Choosing your beliefs; a life and death example
How would you like for your body to weaken for no reason and become unable to do simple things you once could; where you stumble and fall just jogging; to have your weakness on display to the world so everyone sees you deteriorate; then to find out your body will continue weakening until you can’t use your arms and legs or any other muscles, and that you’ll die in a few years?
Would you feel lucky? Do you think you could if you wanted to?
Lou Gehrig did.
If you’ve never read or heard the speech he gave on retiring from baseball on July 4, 1939, you’ll see his ability to create his beliefs at work. Some might say of course he feels lucky as one of the greatest baseball players of all time, an American icon, being honored by other American icons. Actually, I can’t imagine anyone that cynical, but if anyone does feel that way, remember that for whatever his past, he knew he would die soon, young, after watching his body deteriorate uncontrollably and nothing from his past could help.

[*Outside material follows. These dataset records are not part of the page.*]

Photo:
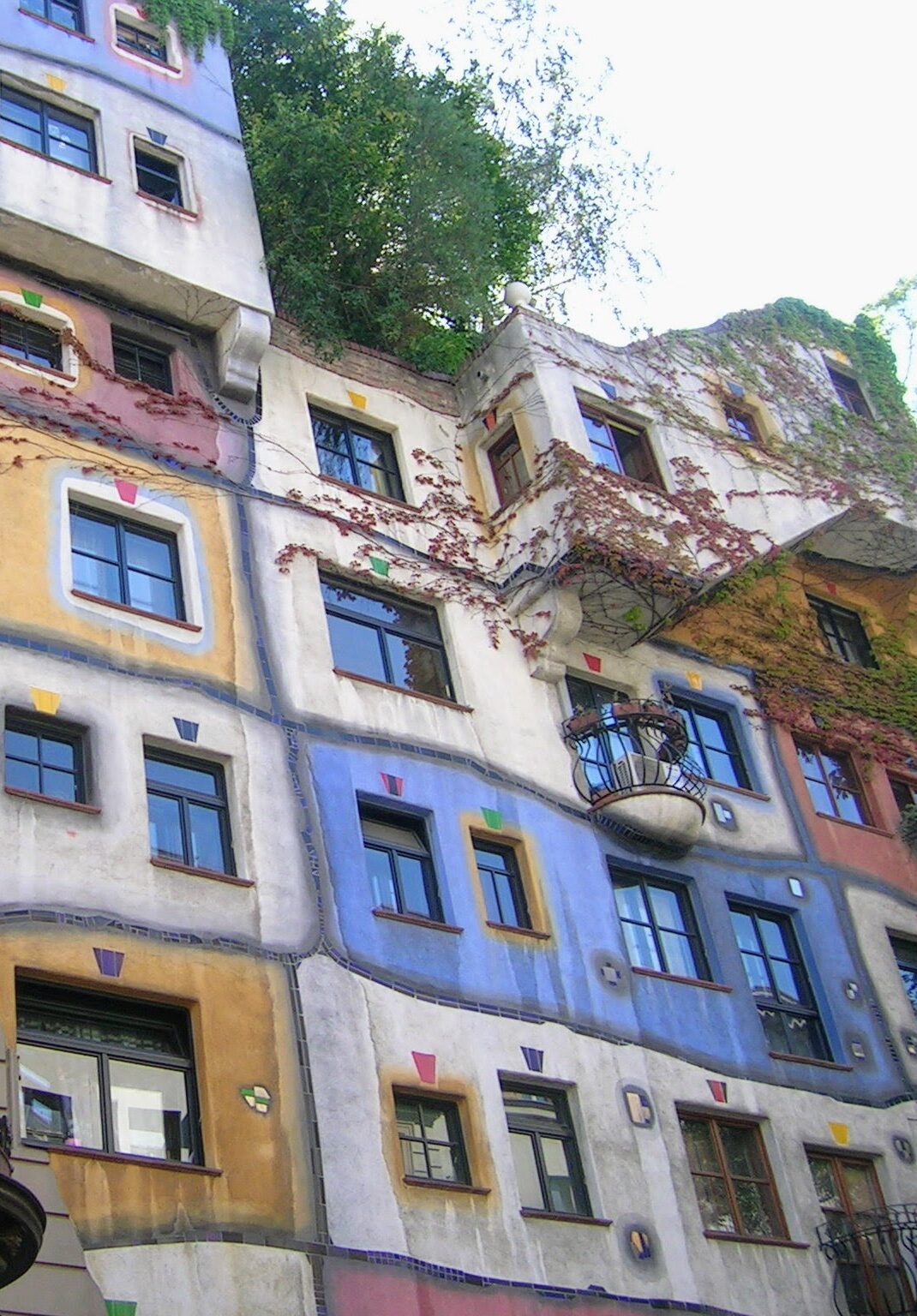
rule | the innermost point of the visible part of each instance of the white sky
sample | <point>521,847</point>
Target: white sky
<point>784,140</point>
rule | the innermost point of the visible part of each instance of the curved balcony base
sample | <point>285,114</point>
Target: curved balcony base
<point>656,814</point>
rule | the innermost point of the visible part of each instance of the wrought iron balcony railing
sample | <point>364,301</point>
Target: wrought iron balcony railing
<point>632,765</point>
<point>875,1254</point>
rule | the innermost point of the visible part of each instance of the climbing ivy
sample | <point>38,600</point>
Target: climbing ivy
<point>195,20</point>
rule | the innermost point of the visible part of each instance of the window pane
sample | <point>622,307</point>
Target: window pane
<point>526,1171</point>
<point>207,849</point>
<point>166,828</point>
<point>150,1111</point>
<point>560,1188</point>
<point>357,648</point>
<point>61,1099</point>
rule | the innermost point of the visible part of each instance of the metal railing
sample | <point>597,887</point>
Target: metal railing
<point>875,1254</point>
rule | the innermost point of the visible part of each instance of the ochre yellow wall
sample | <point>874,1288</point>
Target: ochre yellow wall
<point>29,501</point>
<point>243,1036</point>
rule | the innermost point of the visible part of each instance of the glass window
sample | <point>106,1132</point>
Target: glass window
<point>548,1166</point>
<point>135,360</point>
<point>741,424</point>
<point>831,783</point>
<point>850,395</point>
<point>44,128</point>
<point>356,454</point>
<point>147,42</point>
<point>399,864</point>
<point>733,1180</point>
<point>501,883</point>
<point>713,743</point>
<point>105,1073</point>
<point>386,638</point>
<point>66,14</point>
<point>779,984</point>
<point>31,341</point>
<point>189,812</point>
<point>158,176</point>
<point>123,561</point>
<point>430,1137</point>
<point>619,446</point>
<point>45,758</point>
<point>659,927</point>
<point>508,468</point>
<point>842,632</point>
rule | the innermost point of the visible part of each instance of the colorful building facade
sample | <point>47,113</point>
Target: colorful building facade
<point>454,845</point>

Here is his speech. Though the parts I made bold have become American history, he spoke spontaneously and unprepared. His simple words communicated pure emotion and honesty.
Fans, for the past two weeks you have been reading about the bad break I got. Yet today I consider myself the luckiest man on the face of the earth. I have been in ballparks for seventeen years and have never received anything but kindness and encouragement from you fans.
Look at these grand men. Which of you wouldn’t consider it the highlight of his career just to associate with them for even one day? Sure, I’m lucky. Who wouldn’t consider it an honor to have known Jacob Ruppert? Also, the builder of baseball’s greatest empire, Ed Barrow? To have spent six years with that wonderful little fellow, Miller Huggins? Then to have spent the next nine years with that outstanding leader, that smart student of psychology, the best manager in baseball today, Joe McCarthy? Sure, I’m lucky.
When the New York Giants, a team you would give your right arm to beat, and vice versa, sends you a gift — that’s something. When everybody down to the groundskeepers and those boys in white coats remember you with trophies — that’s something. When you have a wonderful mother-in-law who takes sides with you in squabbles with her own daughter — that’s something. When you have a father and a mother who work all their lives so that you can have an education and build your body — it’s a blessing. When you have a wife who has been a tower of strength and shown more courage than you dreamed existed — that’s the finest I know.
So I close in saying that I might have been given a bad break, but I’ve got an awful lot to live for. Thank you.
Whatever your problems in life, you probably would prefer them to having a disease where your body deteriorates so you can’t function as a human until you die in a few years. Whatever Gehrig’s athletic abilities, they helped nothing fighting the disease, nor did they tell him anything more about how to understand his death.
What he could do — to define and choose for himself how he wanted to see his life — anyone could do. Hitting home runs doesn’t make death fun or teach you how to create beliefs any more than what you do in your life. And if he could make this disease make him feel not just lucky, but the luckiest man on the face of the Earth, I suggest you can make your challenges contribute to feeling just as great. Why not?
Incidentally, according to Wikipedia’s page on Gehrig, after he spoke
The crowd stood and applauded for almost two minutes. Gehrig was visibly shaken as he stepped away from the microphone, and wiped the tears away from his face with his handkerchief. Babe Ruth came over and hugged him as a band played “I Love You Truly” and the crowd chanted “We love you, Lou.” The New York Times account the following day called it “one of the most touching scenes ever witnessed on a ball field”, that made even hard-boiled reporters “swallow hard.”